18. März 2018
Der leidende Herr am Ölberg
Im Namen des Vaters und des Sohnes und des Heiligen Geistes. Amen.
Geliebte im Herrn!
Nun ist das Abendmahl vorüber, die letzten schönen trauten Stunden, die Jesus in seinem Leben haben sollte. Und nun geht er hinaus in die Nacht, wohin ihm der Verräter schon vorangegangen ist. Nun geht er dahin, unausweichlich, unabwendbar seinem Schicksal entgegen, der großen Entscheidung über sein Leben und Wirken, der Entscheidung über das Schicksal der Welt. Eine größere Stunde hat es nie gegeben als die folgenden, als die jetzt kommenden. Im Gehorsam gegen den Vater ist die Entscheidung über den Zukunftsweg der Geschichte gefallen im Willensleben Jesu, letztlich im Gebet von Gethsemane. Und er geht in die Entscheidung hinein gegen eine Übermacht.
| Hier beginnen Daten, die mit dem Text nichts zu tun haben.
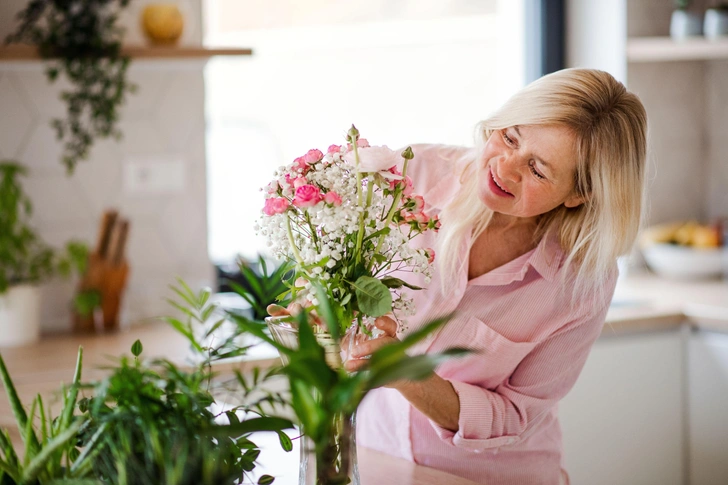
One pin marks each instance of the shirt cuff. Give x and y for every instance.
(475, 422)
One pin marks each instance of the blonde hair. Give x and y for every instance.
(610, 127)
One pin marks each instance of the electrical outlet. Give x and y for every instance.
(154, 175)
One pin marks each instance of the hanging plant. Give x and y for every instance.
(81, 39)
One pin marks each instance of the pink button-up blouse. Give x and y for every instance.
(531, 345)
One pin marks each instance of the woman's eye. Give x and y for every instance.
(534, 171)
(508, 139)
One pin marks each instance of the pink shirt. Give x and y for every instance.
(532, 346)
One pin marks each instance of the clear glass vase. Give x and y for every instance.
(333, 462)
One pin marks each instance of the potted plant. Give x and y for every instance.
(715, 23)
(684, 23)
(82, 40)
(25, 261)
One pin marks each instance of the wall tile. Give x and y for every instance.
(17, 117)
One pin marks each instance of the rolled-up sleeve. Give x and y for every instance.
(491, 418)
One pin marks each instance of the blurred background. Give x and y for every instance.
(206, 129)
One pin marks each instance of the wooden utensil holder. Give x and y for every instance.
(109, 280)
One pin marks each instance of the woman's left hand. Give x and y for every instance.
(357, 360)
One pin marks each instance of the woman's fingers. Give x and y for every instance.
(387, 324)
(370, 346)
(277, 311)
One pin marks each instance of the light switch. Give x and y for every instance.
(152, 175)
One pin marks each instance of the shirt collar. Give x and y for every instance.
(545, 259)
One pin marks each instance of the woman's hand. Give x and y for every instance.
(357, 360)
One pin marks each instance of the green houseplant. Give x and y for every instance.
(25, 261)
(324, 398)
(82, 40)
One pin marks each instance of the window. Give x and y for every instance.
(404, 72)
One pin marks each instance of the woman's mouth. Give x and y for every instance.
(497, 189)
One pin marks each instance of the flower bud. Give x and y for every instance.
(353, 134)
(407, 154)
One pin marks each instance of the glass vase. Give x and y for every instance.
(334, 461)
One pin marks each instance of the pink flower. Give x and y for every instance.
(376, 159)
(332, 198)
(275, 205)
(419, 202)
(307, 196)
(313, 156)
(408, 186)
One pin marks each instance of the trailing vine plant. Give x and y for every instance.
(81, 39)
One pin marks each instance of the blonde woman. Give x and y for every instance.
(533, 219)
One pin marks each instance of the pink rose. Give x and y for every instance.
(275, 205)
(408, 186)
(332, 198)
(313, 156)
(307, 196)
(419, 202)
(376, 159)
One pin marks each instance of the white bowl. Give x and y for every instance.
(685, 263)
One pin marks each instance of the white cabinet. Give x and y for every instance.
(708, 408)
(622, 422)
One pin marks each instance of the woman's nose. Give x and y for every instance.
(510, 168)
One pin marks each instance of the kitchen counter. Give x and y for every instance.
(645, 302)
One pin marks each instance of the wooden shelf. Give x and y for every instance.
(659, 49)
(30, 53)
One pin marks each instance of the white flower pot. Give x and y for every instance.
(685, 24)
(715, 24)
(19, 316)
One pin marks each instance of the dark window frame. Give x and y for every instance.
(545, 37)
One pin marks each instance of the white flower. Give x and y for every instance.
(376, 159)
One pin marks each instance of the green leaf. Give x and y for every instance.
(252, 425)
(17, 407)
(373, 298)
(392, 282)
(137, 348)
(286, 442)
(413, 368)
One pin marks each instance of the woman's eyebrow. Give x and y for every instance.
(540, 159)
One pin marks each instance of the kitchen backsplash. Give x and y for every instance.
(164, 120)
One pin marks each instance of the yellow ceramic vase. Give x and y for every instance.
(162, 22)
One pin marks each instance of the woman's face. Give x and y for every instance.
(528, 170)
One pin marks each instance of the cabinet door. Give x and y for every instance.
(622, 421)
(708, 408)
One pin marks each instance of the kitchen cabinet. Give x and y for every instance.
(708, 408)
(682, 85)
(622, 422)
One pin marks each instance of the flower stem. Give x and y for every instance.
(293, 242)
(392, 210)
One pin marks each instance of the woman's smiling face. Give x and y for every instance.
(528, 170)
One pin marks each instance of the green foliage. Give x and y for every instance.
(261, 290)
(84, 41)
(320, 393)
(24, 257)
(46, 455)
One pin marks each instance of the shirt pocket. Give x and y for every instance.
(494, 357)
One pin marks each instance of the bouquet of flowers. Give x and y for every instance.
(346, 218)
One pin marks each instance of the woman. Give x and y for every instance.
(533, 220)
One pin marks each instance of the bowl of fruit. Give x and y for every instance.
(684, 250)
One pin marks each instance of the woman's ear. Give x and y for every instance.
(574, 201)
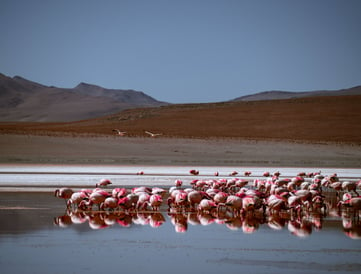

Es ist die Stunde seiner Feinde und die Stunde der Finsternis. Wehrlos wie ein Lamm wird er jetzt zur Schlachtbank geführt und hat seinen Mund nicht mehr aufzutun. Nun wird er seine Hand nie wieder erheben, um den Sturm zu beschwichtigen, der jetzt über ihn hereinbrechen wird. Alles muss er sich gefallen lassen, was man ihm antun wird in den nächsten 24 Stunden. Und ganz allein muss er hinaus, ganz allein. Niemand wird mit ihm sein. Ganz allein muss er die Kelter des großen Zornes treten. Alles wird gegen ihn sein, und die noch zu ihm halten, stehen abseits und können ihm nicht helfen. Das alles sieht er voraus mit dem klarsten Blick seiner göttlichen Weisheit.
Nun stürzt ein dunkles schwarzes Gebirge über seine Seele. Eine Angst umfasst ihn, wie wenn einer im Sarge liegt, so eng und beklemmend ist die Angst. Kalter Angstschweiß tritt auf seine Stirn, sein Herz beginnt zu pochen, so rastlos, dass es das Blut hinaushämmert aus allen Poren; das war die Angst. Können wir sie verstehen? Können wir sie uns vorstellen? Nein. Denn seine Angst muss größer gewesen sein als jede Angst, die jemals vor ihm und nach ihm war. Er musste ja das Äußerste durchmachen, damit er Mitleid haben konnte mit uns, den geängstigten Menschen. Einen Hohenpriester sollten wir haben, der Mitleid hat mit uns. Unser Hoherpriester soll keine Angst auf Erden gering und leicht nehmen, jede soll er verstehen: jede Kinderangst und jede Frauenangst, jede Seelenangst und jede Todesangst. Darum musste er die größte aller Ängste durchmachen. Die Seelenangst, die sich seiner bemächtigt, drängt zur Mitteilung an die drei Jünger: „Meine Seele ist betrübt bis zum Tode; wachet und betet.“ Die Worte „bis zum Tode“ bezeichnen den höchsten Grad der Traurigkeit, eine Beklemmung, die so groß ist, dass davon das Herz brechen möchte. Warum hat der Herr dieses Leid nicht verborgen? Warum hat er es ausgesprochen? Damit man nicht mehr sagen kann, dass Gott unberührt bleibe vom Leid der Welt, dass er in ewigen Höhen thront, während wir hier unten weinen und schluchzen. Nein, jetzt ist er herabgestiegen, und alles Leid der Erde ist vor seine Seele gekommen, und er ist traurig geworden. Das Leben selbst ist traurig geworden bis zum Tode. Nun kann man wahrhaftig nicht mehr sagen, dass das Leid der Welt nicht groß sei, denn Gott selbst hat sich darüber betrübt. Warum hat der Herr geklagt über seine Traurigkeit? Hat er vielleicht die Klage ausgesprochen, weil er Hilfe suchte? Weil er Trost brauchte? Ja, das wird es sein. Das war der letzte Grund: Trost hat er gebraucht. Zum Himmel hat er seine Traurigkeit hinaufgerufen, und vom Himmel ist ein Engel gekommen und hat ihn getröstet. Ein Engel hat ihn trösten müssen, ihn, den großen Tröster. Ihn muss jetzt ein Geschöpf trösten, so groß ist seine Traurigkeit.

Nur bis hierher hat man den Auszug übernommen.